With triple quotes you get a string with newlines and indentation in it. While
you can not indent the following lines it looks ugly, and you can't do
anything about newlines.

Take a look at how F# handles the issue:
[http://stackoverflow.com/a/14599828](http://stackoverflow.com/a/14599828)

And CoffeeScript:
[http://coffeescript.org/#strings](http://coffeescript.org/#strings)
(apparently implemented relatively recently
([https://github.com/jashkenas/coffeescript/issues/3229](https://github.com/jashkenas/coffeescript/issues/3229))
and borrowed from LiveScript.

There are other language which support multiline strings (Here docs) with
indents stripped via means of syntax, like YAML (with |), Racket (which
doesn't do dedenting, but being language it is it's very easy to add) and many
shells (with <<-). Python doesn't have this feature, and parse-time string
literals concatenation serves this purpose.

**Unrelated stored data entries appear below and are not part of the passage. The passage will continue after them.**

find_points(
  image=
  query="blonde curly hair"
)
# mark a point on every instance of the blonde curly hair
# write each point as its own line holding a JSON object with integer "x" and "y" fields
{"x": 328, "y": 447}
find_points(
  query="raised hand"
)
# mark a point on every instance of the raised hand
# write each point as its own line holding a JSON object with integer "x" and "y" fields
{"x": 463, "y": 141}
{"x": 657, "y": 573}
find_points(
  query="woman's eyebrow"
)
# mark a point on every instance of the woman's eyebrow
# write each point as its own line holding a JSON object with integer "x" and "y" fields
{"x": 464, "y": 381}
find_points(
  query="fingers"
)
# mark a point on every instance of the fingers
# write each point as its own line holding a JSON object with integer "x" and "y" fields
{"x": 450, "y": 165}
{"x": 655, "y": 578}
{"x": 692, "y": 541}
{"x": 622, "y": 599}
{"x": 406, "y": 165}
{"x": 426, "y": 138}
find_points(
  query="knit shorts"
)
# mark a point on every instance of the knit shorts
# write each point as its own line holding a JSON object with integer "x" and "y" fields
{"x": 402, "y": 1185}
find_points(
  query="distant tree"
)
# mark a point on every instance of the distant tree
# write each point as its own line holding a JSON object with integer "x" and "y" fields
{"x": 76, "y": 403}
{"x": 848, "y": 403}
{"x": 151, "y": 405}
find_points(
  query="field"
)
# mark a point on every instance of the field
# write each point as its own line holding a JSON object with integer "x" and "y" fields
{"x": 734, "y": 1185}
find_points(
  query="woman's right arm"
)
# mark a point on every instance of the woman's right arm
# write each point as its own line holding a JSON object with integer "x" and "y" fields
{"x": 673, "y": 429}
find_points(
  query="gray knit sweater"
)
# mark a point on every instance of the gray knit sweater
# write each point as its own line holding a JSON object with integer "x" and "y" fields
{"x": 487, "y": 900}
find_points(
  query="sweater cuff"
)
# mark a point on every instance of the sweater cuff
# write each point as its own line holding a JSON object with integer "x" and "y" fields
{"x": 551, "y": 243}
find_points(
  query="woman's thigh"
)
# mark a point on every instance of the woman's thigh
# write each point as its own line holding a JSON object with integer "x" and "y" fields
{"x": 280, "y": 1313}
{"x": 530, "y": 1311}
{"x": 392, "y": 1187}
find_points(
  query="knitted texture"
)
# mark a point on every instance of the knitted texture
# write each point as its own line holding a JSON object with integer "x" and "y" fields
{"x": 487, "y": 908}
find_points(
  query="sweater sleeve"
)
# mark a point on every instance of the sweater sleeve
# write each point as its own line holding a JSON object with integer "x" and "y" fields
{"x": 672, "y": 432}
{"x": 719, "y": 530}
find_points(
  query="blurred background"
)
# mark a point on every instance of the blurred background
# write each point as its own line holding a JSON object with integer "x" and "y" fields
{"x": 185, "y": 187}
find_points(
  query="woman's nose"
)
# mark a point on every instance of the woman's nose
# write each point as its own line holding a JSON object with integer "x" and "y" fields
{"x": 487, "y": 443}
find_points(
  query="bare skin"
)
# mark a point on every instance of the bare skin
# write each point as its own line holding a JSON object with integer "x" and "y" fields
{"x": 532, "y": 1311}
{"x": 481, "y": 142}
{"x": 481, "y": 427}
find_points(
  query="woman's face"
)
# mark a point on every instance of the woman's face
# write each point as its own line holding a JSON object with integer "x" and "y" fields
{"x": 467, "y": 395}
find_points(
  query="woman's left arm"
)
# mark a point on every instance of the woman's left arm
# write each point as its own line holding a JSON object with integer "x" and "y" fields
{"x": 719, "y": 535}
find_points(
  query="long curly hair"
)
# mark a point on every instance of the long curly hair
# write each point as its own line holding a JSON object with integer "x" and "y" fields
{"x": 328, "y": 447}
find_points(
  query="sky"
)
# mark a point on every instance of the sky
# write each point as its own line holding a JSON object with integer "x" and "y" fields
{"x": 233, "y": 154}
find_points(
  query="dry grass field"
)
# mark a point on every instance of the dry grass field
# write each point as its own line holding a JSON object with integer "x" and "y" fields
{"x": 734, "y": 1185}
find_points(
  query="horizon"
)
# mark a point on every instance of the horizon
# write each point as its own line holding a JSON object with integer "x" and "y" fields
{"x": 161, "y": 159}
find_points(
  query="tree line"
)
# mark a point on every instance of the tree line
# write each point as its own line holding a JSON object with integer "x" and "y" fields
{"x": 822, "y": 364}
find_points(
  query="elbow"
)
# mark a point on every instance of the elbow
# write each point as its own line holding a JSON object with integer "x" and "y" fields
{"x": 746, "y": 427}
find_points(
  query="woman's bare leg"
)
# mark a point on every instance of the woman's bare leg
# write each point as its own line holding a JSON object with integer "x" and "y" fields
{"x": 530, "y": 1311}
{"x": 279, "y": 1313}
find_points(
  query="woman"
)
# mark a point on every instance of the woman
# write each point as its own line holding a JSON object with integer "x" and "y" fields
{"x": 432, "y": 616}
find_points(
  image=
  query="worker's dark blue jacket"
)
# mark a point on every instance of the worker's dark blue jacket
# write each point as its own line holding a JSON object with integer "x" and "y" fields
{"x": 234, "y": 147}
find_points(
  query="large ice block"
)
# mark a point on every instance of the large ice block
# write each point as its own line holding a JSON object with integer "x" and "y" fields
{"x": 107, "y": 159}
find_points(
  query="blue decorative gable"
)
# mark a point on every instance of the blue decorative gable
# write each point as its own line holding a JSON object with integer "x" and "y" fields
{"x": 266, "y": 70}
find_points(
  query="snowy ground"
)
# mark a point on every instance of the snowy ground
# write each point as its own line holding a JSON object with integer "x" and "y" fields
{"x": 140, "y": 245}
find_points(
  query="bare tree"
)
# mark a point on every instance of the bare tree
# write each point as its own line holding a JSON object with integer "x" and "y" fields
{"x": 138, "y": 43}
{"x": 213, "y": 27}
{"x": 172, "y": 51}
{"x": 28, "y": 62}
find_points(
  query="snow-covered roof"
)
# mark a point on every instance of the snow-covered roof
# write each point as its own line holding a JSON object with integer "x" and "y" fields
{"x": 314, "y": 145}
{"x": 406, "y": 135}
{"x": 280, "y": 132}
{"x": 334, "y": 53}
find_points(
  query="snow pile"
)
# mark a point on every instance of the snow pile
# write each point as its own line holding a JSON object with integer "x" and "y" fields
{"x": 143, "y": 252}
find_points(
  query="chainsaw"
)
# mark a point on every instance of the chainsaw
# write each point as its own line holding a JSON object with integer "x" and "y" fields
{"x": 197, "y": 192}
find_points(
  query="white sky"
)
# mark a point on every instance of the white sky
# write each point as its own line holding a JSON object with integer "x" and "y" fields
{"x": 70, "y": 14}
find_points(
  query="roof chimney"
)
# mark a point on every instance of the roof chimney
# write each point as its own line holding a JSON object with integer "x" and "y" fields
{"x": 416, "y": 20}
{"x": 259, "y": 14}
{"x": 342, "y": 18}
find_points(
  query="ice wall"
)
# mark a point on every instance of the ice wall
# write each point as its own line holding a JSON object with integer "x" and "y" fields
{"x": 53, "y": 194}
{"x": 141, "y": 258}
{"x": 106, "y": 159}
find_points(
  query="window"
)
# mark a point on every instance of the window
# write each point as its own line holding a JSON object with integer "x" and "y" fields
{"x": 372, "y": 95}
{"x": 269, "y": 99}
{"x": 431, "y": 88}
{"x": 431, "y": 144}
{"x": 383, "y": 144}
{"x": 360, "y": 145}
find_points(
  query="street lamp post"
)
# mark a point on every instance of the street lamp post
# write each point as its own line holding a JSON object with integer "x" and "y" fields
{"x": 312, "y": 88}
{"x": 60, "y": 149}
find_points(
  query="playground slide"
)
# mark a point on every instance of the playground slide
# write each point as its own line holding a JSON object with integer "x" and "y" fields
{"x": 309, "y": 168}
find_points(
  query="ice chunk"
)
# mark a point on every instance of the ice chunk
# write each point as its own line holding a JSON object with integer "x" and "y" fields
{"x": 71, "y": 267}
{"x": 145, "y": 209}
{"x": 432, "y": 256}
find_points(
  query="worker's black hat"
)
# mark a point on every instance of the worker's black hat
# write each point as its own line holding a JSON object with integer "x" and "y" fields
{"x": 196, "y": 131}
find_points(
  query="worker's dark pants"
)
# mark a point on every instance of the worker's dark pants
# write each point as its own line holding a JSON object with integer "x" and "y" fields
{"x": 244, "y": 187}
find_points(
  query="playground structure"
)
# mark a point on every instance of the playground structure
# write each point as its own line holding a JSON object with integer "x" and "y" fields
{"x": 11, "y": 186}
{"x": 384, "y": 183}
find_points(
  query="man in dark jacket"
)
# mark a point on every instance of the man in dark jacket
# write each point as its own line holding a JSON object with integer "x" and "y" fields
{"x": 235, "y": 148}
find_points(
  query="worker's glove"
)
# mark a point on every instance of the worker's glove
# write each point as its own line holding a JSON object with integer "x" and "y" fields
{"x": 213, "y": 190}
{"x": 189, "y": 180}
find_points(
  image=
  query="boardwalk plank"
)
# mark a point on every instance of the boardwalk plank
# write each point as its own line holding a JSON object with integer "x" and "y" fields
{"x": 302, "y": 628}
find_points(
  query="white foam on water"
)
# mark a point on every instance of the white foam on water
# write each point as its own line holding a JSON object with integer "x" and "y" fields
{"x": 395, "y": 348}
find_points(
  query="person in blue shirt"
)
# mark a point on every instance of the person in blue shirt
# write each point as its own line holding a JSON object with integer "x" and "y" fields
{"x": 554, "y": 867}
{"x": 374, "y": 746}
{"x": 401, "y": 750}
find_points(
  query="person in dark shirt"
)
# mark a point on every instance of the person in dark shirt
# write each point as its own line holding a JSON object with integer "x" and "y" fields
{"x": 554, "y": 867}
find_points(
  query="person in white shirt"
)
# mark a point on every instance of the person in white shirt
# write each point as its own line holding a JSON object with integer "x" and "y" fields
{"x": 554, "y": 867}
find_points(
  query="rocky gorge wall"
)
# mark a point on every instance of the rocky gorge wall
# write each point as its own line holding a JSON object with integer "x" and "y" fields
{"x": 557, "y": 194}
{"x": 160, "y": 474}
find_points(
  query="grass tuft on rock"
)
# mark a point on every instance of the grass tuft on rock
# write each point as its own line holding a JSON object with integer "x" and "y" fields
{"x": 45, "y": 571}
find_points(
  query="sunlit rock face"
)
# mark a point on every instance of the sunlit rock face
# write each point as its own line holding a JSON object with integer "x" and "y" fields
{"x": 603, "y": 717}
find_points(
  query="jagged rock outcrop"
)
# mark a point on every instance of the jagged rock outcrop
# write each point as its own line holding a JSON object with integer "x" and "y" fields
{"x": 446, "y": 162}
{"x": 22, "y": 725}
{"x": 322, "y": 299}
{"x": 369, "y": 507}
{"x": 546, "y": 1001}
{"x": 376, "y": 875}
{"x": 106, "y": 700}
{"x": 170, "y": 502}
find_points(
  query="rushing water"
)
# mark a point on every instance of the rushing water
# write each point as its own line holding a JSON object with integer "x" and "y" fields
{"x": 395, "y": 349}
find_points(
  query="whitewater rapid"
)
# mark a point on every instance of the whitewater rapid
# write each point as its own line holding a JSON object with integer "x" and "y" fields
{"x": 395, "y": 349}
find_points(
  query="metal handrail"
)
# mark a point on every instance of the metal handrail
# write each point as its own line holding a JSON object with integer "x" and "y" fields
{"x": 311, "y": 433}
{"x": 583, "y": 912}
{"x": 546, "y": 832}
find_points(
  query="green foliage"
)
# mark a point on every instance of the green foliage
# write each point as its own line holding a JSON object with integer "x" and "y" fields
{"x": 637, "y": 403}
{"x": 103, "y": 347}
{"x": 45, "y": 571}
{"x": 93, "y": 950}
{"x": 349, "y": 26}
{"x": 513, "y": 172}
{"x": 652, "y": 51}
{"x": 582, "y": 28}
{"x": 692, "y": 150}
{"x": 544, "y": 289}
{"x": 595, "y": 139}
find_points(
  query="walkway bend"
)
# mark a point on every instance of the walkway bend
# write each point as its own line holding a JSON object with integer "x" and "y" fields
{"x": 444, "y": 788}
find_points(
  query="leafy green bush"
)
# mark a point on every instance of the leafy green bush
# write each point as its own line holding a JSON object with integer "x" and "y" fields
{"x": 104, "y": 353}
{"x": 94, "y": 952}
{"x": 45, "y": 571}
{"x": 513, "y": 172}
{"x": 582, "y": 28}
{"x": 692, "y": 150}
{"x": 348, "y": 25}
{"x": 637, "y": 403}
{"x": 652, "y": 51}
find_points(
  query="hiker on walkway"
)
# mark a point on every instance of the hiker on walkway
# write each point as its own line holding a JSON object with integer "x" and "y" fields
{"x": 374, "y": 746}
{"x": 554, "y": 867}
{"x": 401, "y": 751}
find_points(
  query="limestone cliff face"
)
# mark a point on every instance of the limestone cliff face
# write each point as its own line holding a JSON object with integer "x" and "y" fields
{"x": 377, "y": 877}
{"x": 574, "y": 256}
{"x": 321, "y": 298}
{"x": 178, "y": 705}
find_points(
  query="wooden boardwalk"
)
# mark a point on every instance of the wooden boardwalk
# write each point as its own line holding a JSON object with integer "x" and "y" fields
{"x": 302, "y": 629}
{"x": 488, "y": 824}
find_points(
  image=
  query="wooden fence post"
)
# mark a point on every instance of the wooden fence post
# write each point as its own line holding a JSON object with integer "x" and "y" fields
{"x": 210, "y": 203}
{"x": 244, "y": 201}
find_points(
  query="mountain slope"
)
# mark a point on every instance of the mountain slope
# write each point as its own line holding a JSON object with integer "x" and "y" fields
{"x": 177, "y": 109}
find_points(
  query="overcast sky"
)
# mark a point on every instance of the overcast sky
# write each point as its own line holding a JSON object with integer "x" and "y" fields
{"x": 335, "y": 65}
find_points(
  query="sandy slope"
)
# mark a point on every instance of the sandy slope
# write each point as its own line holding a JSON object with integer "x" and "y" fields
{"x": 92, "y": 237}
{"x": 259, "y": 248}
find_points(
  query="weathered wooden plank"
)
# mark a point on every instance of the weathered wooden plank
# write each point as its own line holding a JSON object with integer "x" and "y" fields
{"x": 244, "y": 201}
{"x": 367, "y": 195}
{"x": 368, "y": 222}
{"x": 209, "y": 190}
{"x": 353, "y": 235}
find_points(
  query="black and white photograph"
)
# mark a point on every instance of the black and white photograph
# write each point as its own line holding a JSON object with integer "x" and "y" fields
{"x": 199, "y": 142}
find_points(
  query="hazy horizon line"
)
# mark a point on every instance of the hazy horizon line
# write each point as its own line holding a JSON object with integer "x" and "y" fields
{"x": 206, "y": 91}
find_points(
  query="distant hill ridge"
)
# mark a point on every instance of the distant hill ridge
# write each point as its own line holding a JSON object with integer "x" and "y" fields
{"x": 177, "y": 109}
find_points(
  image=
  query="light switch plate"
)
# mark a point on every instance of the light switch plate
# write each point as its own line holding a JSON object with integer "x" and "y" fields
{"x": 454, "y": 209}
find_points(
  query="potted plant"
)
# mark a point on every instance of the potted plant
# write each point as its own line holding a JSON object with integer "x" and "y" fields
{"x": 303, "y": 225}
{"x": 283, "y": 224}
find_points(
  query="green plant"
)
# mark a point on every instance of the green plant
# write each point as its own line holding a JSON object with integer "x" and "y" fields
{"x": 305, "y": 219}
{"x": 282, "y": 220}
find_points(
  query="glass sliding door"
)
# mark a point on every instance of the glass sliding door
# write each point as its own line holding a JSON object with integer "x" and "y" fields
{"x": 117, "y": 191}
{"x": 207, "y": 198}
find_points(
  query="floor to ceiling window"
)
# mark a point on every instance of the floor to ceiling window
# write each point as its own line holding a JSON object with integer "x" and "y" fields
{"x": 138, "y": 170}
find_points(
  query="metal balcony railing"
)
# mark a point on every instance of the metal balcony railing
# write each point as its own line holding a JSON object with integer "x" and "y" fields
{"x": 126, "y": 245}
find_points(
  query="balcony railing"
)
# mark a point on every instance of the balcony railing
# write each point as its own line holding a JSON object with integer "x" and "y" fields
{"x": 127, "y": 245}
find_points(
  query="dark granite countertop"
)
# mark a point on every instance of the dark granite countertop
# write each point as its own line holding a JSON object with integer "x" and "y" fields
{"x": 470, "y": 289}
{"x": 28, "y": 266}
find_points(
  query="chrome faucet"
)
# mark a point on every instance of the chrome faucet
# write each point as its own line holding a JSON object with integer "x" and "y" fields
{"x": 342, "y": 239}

Of course, you can do something like:

    
    
        foo = """bar
              indented at first
              and after newline
        """
        textwrap.dedent(foo)
    

(or use list literals with str.join, or use a regex, or many, many other
thing), but you can do this in _all_ languages. Languages with syntactic sugar
for this make writing slightly-longer-but-not-too-long strings much easier and
cheaper (only done once during parsing, no need for imports, etc.), and Python
makes up for not having explicit way of doing this with implicit parse-time
string literals concatenation.

------
tomp
Another one:

    
    
        class A():
          def __init__(self):
            self._x = 0
        
          @property
          def x(self):
            return self._x
    
          @x.setter
          def x(self, new_value):
            self._x = new_value
    

Using it:

    
    
        a = A()
        print a._x    # 0
        print a.x     # 0
        a.x = 4
        print a.x     # 4
        print a._x    # 0 wait WTF?!
    

The bug was not having `A` inherit from `object`. With old-style classes,
properties do not work correctly.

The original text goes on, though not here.